Male breast cancer is a rare condition; about 1% of breast cancer cases in the UK are in males. It usually affects men over 60 year old, and the risk factors include genetic predisposition and family history, hormonal factors, or previous radiotherapy to the chest. The presentation is similar to female breast cancer, such as a breast lump, changes to the nipples, or small bumps in the armpit. The treatment options for breast cancer can be surgical, radiotherapy, or chemotherapy. This depends on the investigations and the stage of the condition.

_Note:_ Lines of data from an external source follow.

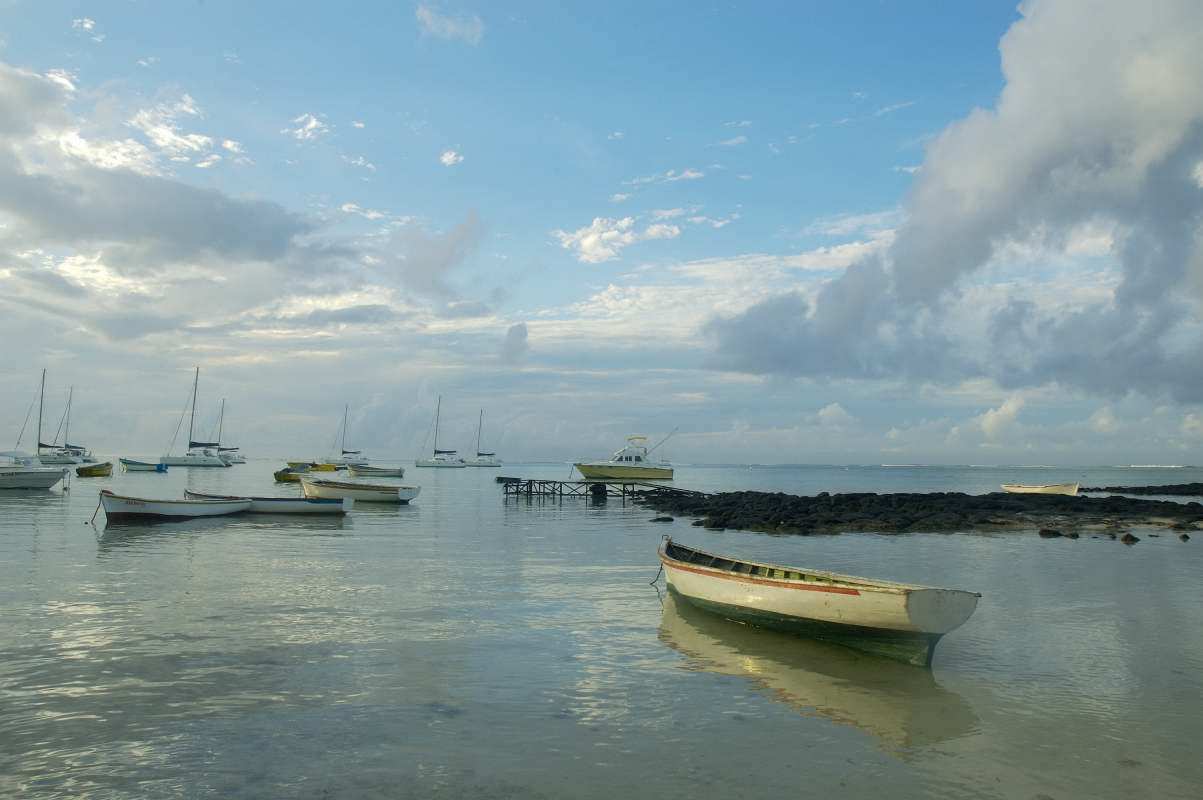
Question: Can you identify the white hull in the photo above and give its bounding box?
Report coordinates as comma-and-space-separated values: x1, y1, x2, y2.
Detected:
346, 464, 405, 478
184, 491, 355, 514
100, 491, 250, 520
159, 456, 230, 467
463, 456, 502, 467
0, 467, 67, 488
414, 458, 468, 469
301, 476, 422, 503
660, 540, 978, 665
1002, 484, 1078, 496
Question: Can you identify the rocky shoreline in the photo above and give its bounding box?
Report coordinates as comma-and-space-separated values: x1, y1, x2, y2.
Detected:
642, 492, 1203, 538
1079, 484, 1203, 497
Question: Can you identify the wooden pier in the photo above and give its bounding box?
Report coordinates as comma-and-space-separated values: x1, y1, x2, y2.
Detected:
497, 476, 705, 504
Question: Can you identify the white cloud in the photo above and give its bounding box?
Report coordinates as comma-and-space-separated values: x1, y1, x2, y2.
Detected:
280, 113, 330, 142
873, 100, 915, 117
626, 167, 706, 186
552, 217, 681, 263
414, 2, 485, 45
339, 155, 375, 172
46, 70, 79, 91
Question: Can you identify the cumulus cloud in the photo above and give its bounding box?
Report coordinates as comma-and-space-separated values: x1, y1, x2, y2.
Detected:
552, 217, 681, 263
280, 113, 330, 142
502, 322, 531, 363
414, 2, 485, 45
710, 0, 1203, 402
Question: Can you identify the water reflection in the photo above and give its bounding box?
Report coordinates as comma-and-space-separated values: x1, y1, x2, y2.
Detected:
659, 592, 977, 751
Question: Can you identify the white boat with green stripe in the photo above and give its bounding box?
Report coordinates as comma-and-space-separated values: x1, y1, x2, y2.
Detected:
659, 539, 980, 666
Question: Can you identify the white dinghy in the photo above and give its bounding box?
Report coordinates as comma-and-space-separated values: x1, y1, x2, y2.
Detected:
301, 475, 422, 504
100, 488, 250, 521
659, 538, 980, 666
184, 490, 355, 514
1002, 484, 1078, 496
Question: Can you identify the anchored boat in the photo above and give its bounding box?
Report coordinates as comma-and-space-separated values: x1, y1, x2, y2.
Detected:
184, 490, 355, 514
118, 458, 167, 473
100, 488, 250, 522
659, 538, 980, 666
574, 434, 672, 480
76, 461, 113, 478
301, 476, 422, 504
1002, 484, 1078, 496
346, 464, 405, 478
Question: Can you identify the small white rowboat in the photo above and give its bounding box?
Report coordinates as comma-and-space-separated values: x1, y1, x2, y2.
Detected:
100, 488, 250, 521
184, 490, 355, 514
346, 464, 405, 478
659, 538, 980, 666
1002, 484, 1078, 496
301, 475, 422, 503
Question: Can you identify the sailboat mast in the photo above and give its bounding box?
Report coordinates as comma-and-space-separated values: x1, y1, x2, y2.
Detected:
434, 395, 443, 455
188, 367, 201, 450
37, 367, 46, 456
63, 386, 75, 448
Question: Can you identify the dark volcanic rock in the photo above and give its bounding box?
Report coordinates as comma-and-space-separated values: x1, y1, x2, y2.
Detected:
1078, 484, 1203, 496
642, 492, 1203, 538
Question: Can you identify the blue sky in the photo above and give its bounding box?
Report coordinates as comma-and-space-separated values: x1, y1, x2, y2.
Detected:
0, 0, 1203, 463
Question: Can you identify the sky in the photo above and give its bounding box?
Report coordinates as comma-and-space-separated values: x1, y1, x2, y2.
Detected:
0, 0, 1203, 464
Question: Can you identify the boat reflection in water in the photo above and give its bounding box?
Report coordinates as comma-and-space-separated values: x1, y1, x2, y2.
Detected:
659, 589, 977, 752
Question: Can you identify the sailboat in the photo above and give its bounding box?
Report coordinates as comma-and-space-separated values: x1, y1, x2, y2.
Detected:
159, 367, 230, 467
326, 404, 368, 467
0, 369, 67, 488
464, 409, 502, 467
37, 386, 95, 464
414, 395, 468, 467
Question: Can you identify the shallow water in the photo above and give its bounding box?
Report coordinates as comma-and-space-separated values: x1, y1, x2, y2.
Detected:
0, 461, 1203, 799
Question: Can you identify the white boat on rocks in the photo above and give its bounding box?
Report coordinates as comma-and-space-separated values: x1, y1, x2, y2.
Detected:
100, 488, 250, 521
1002, 484, 1078, 496
301, 475, 422, 504
346, 464, 405, 478
184, 490, 355, 514
659, 538, 980, 666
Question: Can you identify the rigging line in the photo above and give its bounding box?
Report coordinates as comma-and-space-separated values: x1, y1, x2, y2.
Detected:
167, 382, 192, 456
12, 401, 37, 450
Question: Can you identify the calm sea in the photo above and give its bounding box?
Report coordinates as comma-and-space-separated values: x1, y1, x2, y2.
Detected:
0, 461, 1203, 800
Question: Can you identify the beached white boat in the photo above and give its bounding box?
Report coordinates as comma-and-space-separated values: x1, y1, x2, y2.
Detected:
118, 458, 167, 473
301, 475, 422, 503
346, 464, 405, 478
574, 435, 672, 480
463, 409, 502, 467
100, 488, 250, 521
659, 592, 978, 751
184, 490, 355, 514
0, 450, 67, 488
414, 395, 468, 469
659, 538, 980, 666
1002, 484, 1078, 494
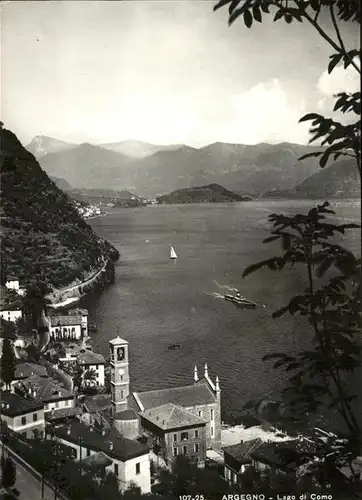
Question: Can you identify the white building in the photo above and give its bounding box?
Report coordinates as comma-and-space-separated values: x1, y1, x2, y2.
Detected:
0, 309, 23, 323
0, 392, 45, 438
14, 374, 75, 413
54, 419, 151, 494
47, 315, 82, 340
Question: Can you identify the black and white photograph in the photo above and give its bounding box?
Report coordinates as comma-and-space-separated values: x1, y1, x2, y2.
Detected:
0, 0, 362, 500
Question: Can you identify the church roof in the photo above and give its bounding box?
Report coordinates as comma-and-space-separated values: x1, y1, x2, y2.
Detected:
140, 403, 207, 430
109, 337, 128, 345
133, 383, 216, 411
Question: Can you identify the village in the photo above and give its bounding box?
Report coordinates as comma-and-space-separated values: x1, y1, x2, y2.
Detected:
0, 277, 362, 494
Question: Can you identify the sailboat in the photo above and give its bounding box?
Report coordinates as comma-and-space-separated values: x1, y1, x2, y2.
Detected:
170, 245, 177, 261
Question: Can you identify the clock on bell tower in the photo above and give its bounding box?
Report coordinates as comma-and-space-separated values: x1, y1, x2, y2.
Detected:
109, 337, 129, 416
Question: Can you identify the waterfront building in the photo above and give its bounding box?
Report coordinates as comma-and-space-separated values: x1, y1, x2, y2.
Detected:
139, 403, 207, 467
54, 419, 151, 494
128, 364, 221, 449
77, 349, 106, 387
0, 392, 45, 438
14, 375, 75, 413
68, 308, 88, 337
47, 315, 83, 340
109, 337, 221, 449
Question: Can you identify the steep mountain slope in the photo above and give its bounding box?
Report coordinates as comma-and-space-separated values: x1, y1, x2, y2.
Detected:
157, 184, 244, 204
40, 143, 134, 189
100, 141, 182, 158
26, 135, 75, 158
0, 125, 118, 287
40, 142, 319, 197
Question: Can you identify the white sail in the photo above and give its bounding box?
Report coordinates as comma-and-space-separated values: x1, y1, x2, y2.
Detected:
170, 245, 177, 259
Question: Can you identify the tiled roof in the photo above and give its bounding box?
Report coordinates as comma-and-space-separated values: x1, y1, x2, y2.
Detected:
15, 363, 48, 379
69, 307, 88, 316
83, 394, 112, 413
82, 451, 113, 469
77, 349, 105, 365
54, 419, 149, 462
134, 383, 215, 411
16, 375, 74, 403
109, 337, 128, 345
114, 410, 138, 420
50, 315, 82, 327
0, 392, 44, 417
140, 403, 206, 430
224, 438, 263, 463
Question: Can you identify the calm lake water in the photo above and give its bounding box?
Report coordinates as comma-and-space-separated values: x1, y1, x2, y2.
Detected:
82, 200, 360, 420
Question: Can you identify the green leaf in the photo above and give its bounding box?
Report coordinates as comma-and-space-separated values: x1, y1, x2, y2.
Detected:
253, 5, 261, 23
244, 10, 253, 28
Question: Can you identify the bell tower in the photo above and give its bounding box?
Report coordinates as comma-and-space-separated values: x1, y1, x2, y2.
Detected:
109, 337, 129, 416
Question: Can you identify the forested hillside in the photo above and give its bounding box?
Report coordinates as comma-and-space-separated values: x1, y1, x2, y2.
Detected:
0, 129, 118, 288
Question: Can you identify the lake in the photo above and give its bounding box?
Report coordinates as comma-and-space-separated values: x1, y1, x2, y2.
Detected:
82, 200, 360, 420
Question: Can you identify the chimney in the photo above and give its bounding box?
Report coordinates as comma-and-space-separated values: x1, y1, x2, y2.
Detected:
215, 375, 221, 392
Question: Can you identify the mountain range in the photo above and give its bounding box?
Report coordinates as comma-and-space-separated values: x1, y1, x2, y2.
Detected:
28, 136, 360, 198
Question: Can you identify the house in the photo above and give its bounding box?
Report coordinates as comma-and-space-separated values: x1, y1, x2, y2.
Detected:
14, 375, 75, 413
68, 308, 88, 337
0, 392, 45, 438
47, 315, 82, 340
139, 403, 207, 467
128, 364, 221, 449
77, 349, 106, 387
54, 419, 151, 494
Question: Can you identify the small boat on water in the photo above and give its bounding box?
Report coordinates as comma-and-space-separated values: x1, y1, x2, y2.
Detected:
224, 292, 258, 309
170, 245, 177, 261
168, 344, 181, 350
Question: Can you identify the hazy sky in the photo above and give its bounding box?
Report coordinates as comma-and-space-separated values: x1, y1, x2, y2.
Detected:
1, 0, 359, 146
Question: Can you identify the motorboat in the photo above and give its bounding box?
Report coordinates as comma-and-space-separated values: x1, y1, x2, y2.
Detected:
224, 293, 258, 309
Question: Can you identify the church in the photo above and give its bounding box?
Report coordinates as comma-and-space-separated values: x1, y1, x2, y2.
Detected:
109, 337, 221, 455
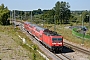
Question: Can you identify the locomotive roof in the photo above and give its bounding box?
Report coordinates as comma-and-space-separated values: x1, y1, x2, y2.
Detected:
44, 30, 61, 36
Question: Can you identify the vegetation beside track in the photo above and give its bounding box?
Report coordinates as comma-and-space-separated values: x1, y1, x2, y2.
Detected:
0, 25, 45, 60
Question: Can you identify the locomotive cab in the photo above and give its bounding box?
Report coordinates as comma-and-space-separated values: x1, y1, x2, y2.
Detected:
51, 36, 63, 51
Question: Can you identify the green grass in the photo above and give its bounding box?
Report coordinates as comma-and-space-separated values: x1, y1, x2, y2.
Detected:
0, 25, 45, 60
42, 24, 90, 48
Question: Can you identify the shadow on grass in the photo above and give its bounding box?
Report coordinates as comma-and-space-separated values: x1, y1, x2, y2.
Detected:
55, 46, 74, 54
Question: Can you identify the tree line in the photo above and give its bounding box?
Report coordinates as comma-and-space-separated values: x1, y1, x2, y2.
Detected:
0, 1, 90, 25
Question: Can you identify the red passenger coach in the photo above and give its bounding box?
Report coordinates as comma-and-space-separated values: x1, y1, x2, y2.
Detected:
24, 22, 63, 51
43, 31, 63, 51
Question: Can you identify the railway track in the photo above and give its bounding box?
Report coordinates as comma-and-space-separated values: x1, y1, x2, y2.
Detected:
64, 42, 90, 55
18, 22, 72, 60
29, 33, 72, 60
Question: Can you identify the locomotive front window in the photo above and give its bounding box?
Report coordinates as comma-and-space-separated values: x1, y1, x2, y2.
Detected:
52, 38, 62, 43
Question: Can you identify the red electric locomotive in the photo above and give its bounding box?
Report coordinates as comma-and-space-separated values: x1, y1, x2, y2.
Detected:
24, 23, 63, 51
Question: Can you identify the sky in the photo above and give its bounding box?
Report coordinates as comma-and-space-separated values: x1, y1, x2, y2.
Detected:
0, 0, 90, 11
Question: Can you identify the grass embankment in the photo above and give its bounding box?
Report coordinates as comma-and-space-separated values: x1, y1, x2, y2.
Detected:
0, 26, 45, 60
45, 24, 90, 48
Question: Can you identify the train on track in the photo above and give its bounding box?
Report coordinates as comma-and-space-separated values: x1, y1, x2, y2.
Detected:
24, 22, 63, 51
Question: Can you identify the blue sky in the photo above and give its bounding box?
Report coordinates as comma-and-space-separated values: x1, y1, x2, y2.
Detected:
0, 0, 90, 11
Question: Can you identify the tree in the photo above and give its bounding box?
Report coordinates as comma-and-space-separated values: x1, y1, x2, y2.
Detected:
53, 1, 71, 24
0, 4, 9, 25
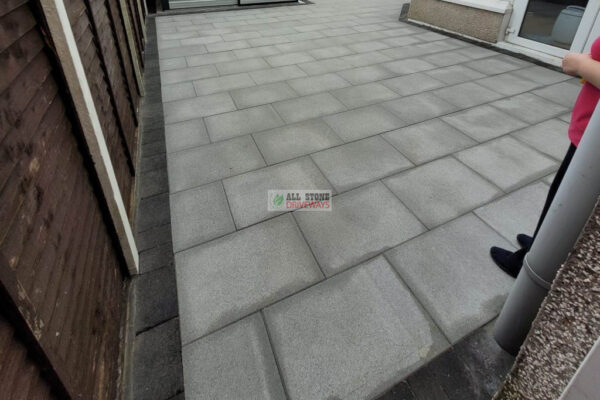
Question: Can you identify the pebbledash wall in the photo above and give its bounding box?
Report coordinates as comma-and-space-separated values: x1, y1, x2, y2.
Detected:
408, 0, 510, 43
408, 0, 600, 66
0, 0, 145, 400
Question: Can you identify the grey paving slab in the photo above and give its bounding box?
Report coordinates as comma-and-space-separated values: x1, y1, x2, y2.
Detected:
340, 51, 392, 67
266, 51, 315, 67
492, 93, 568, 124
475, 182, 548, 248
348, 40, 390, 53
513, 119, 571, 161
161, 82, 196, 103
558, 113, 571, 124
160, 65, 219, 85
163, 93, 235, 124
382, 58, 435, 75
331, 83, 398, 108
383, 158, 502, 229
204, 105, 284, 142
380, 45, 428, 60
181, 35, 223, 46
206, 40, 250, 53
165, 118, 210, 153
423, 50, 471, 67
380, 72, 446, 96
194, 72, 255, 96
426, 65, 486, 85
338, 65, 395, 85
311, 136, 413, 192
383, 92, 458, 124
433, 82, 503, 108
382, 35, 421, 47
182, 314, 286, 400
230, 82, 298, 109
170, 182, 235, 252
252, 119, 343, 164
383, 119, 477, 164
175, 214, 322, 345
185, 51, 236, 67
456, 45, 498, 60
294, 182, 425, 276
168, 136, 265, 192
477, 72, 540, 96
222, 32, 261, 42
287, 73, 350, 96
513, 65, 572, 85
456, 137, 557, 191
250, 65, 306, 85
298, 58, 352, 75
465, 55, 533, 75
442, 104, 528, 142
159, 57, 186, 71
215, 58, 269, 75
532, 80, 581, 108
273, 93, 346, 124
308, 46, 353, 60
249, 35, 291, 47
233, 46, 281, 60
265, 257, 448, 400
386, 214, 513, 343
158, 44, 206, 59
323, 105, 405, 142
223, 157, 333, 229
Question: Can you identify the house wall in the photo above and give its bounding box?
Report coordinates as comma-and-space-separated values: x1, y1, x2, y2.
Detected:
0, 0, 143, 400
408, 0, 505, 43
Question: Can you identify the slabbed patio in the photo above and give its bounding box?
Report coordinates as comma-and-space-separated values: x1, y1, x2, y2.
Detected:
156, 0, 579, 400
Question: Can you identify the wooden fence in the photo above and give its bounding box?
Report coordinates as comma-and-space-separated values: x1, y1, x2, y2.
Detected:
0, 0, 145, 400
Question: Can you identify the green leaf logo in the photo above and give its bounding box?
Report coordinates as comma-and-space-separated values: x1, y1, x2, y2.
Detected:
273, 194, 283, 207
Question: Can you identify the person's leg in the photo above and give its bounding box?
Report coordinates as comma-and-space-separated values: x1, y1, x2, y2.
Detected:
533, 143, 577, 240
490, 144, 577, 277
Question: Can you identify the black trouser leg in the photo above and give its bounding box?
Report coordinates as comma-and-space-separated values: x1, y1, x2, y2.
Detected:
492, 144, 577, 276
533, 143, 577, 244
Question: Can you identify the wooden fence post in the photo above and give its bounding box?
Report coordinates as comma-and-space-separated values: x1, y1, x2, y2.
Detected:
119, 0, 144, 96
39, 0, 139, 275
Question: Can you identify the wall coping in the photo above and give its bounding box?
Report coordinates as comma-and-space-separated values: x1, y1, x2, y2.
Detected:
441, 0, 511, 14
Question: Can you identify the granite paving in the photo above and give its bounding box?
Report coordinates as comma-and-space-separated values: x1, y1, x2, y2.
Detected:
154, 0, 580, 400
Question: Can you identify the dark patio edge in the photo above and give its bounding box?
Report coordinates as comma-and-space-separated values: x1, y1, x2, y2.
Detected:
129, 15, 184, 400
377, 321, 514, 400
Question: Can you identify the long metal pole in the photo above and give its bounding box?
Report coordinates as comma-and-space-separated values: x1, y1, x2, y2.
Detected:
494, 101, 600, 354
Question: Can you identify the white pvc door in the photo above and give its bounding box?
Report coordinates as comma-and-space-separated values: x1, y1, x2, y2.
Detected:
506, 0, 600, 57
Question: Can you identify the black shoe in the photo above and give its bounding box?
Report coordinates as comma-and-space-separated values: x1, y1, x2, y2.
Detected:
490, 247, 527, 278
517, 233, 533, 250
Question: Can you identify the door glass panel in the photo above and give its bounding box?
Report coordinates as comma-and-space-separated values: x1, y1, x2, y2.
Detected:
519, 0, 588, 50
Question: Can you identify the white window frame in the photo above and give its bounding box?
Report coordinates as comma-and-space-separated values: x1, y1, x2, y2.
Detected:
505, 0, 600, 58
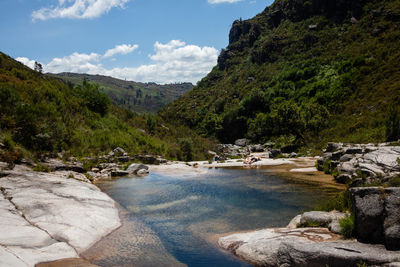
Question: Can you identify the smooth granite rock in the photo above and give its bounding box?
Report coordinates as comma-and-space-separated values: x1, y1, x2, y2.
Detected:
218, 228, 400, 267
0, 168, 120, 266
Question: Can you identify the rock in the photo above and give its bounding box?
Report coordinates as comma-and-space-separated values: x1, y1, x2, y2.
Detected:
383, 188, 400, 250
118, 156, 131, 162
339, 154, 354, 162
331, 151, 343, 161
218, 228, 400, 267
250, 145, 265, 152
111, 170, 129, 177
344, 147, 363, 155
350, 187, 385, 247
269, 149, 282, 158
308, 24, 318, 30
98, 163, 119, 170
350, 17, 358, 24
338, 161, 356, 174
0, 171, 121, 266
286, 214, 301, 229
137, 155, 167, 165
328, 220, 342, 235
126, 163, 149, 174
335, 174, 351, 184
136, 169, 149, 176
235, 138, 249, 147
300, 211, 346, 227
325, 143, 343, 152
112, 147, 126, 156
43, 159, 86, 173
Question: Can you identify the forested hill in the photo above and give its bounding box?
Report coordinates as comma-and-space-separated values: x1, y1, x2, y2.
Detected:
160, 0, 400, 151
50, 72, 193, 113
0, 52, 212, 162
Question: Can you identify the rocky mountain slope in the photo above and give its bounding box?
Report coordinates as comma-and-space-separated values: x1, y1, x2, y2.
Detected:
0, 52, 211, 163
160, 0, 400, 148
50, 72, 193, 113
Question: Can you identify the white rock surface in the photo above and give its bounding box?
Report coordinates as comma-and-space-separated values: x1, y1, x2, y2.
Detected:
218, 228, 400, 267
0, 170, 121, 266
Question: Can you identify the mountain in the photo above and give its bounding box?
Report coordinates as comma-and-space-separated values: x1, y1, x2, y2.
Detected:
49, 72, 193, 113
0, 52, 211, 162
159, 0, 400, 150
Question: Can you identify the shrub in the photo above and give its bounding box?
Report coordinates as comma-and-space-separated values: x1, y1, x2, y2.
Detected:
339, 215, 354, 238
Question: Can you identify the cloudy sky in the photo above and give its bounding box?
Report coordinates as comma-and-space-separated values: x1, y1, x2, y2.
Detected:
0, 0, 272, 83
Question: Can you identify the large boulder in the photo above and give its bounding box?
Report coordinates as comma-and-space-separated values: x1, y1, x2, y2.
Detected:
300, 211, 346, 227
218, 228, 400, 267
350, 187, 400, 250
383, 188, 400, 250
235, 138, 249, 147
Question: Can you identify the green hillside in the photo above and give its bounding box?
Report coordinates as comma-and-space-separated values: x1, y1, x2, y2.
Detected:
49, 72, 193, 113
160, 0, 400, 151
0, 52, 211, 161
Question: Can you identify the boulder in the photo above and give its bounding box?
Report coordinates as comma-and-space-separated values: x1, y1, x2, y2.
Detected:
250, 145, 265, 152
126, 163, 149, 174
300, 211, 346, 227
350, 187, 384, 244
325, 142, 343, 152
339, 154, 354, 162
286, 214, 301, 229
43, 159, 86, 173
235, 138, 249, 147
269, 149, 282, 158
111, 170, 129, 177
335, 174, 351, 184
383, 188, 400, 250
218, 228, 400, 267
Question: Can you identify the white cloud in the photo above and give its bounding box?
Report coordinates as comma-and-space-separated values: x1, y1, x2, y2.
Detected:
18, 40, 218, 84
32, 0, 130, 20
15, 57, 35, 69
208, 0, 242, 4
43, 52, 102, 73
104, 44, 139, 57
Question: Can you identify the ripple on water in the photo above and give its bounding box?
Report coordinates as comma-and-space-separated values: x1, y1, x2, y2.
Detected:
90, 169, 340, 266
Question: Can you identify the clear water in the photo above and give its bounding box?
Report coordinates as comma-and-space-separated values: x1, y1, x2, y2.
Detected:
96, 166, 329, 266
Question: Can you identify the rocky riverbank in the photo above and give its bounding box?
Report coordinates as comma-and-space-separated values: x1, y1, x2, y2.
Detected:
218, 143, 400, 266
0, 165, 121, 267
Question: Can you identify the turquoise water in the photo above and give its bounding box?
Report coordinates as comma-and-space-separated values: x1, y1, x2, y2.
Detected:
100, 169, 329, 266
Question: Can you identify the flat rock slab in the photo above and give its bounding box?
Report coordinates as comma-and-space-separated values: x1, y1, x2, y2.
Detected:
0, 171, 121, 266
218, 228, 400, 267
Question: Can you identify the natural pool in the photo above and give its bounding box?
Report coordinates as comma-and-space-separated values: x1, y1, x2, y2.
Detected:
92, 166, 338, 266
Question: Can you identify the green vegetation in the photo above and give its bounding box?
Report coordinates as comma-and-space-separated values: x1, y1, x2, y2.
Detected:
50, 73, 193, 113
339, 215, 354, 238
159, 0, 400, 152
0, 53, 213, 161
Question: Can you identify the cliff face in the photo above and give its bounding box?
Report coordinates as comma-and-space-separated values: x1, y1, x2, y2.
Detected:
160, 0, 400, 147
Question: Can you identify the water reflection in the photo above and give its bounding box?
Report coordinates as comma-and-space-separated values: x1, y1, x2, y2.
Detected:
95, 169, 336, 266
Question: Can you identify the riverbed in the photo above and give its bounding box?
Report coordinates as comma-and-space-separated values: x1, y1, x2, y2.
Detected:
83, 168, 338, 266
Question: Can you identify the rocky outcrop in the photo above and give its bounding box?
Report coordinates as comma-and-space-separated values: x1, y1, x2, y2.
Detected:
318, 143, 400, 183
350, 187, 400, 250
0, 168, 120, 266
218, 228, 400, 267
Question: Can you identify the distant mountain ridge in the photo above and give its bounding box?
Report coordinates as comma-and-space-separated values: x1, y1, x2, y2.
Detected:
49, 72, 193, 113
159, 0, 400, 148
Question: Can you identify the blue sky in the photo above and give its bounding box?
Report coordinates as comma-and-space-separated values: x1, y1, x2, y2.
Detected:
0, 0, 272, 83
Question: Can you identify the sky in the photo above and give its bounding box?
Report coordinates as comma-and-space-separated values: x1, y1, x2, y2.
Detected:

You are a healthcare professional who just started working in a surgical ward. Your patient is Mr. Osman, a 64-year-old man from an ethnic minority, who presented with fluid oozing from the right nipple. You noticed that Mr. Osman was capable of making his own decisions, but he seemed to be uncomfortable to talk about his health condition and skipping some details in his medical history. He was accompanied by his supportive wife, Tooba, who attempted to comfort him and encouraged him to give more details about his condition to you. The surgical team’s opinion was to admit Mr. Osman to the surgical ward for further investigations. Mr. Osman was hesitant about his admission, he asked his wife not to tell his five daughters and sons about his condition and frequently asked you about who can see his information and diagnosis.
Within three days of admission, you developed a better understanding of Mr. Osman’s stance and you found him a sociable person who is embarrassed about his condition. The investigations confirmed the diagnosis of breast cancer. You were going with the surgical team to his room to explain the diagnosis and discuss the different treatment options with him.
Before you entered the room, you were stopped by his wife, she asked you about the diagnosis but you were reluctant to share it. She asked you, ‘is everything okay?’, you only responded ‘I have to discuss this with your husband’. The wife perceived the response as something wrong is happening and then she insisted: ‘if the diagnosis is something bad about his breast then do not tell him, tell him it is his skin’, she explained that in their culture the man is the head of the family who should always be strong. She added ‘diseases that affect women are embarrassing and he would prefer to leave the hospital or die than admitting to having such condition’. You knew that his wife had a better understanding of their culture, which means Mr. Osman might not agree to further investigations or treatment, however, you also knew that Mr. Osman is your patient and he should know his diagnosis. The situation you face is whether you should tell the truth to Mr. Osman on his diagnosis or consider his wife’s request.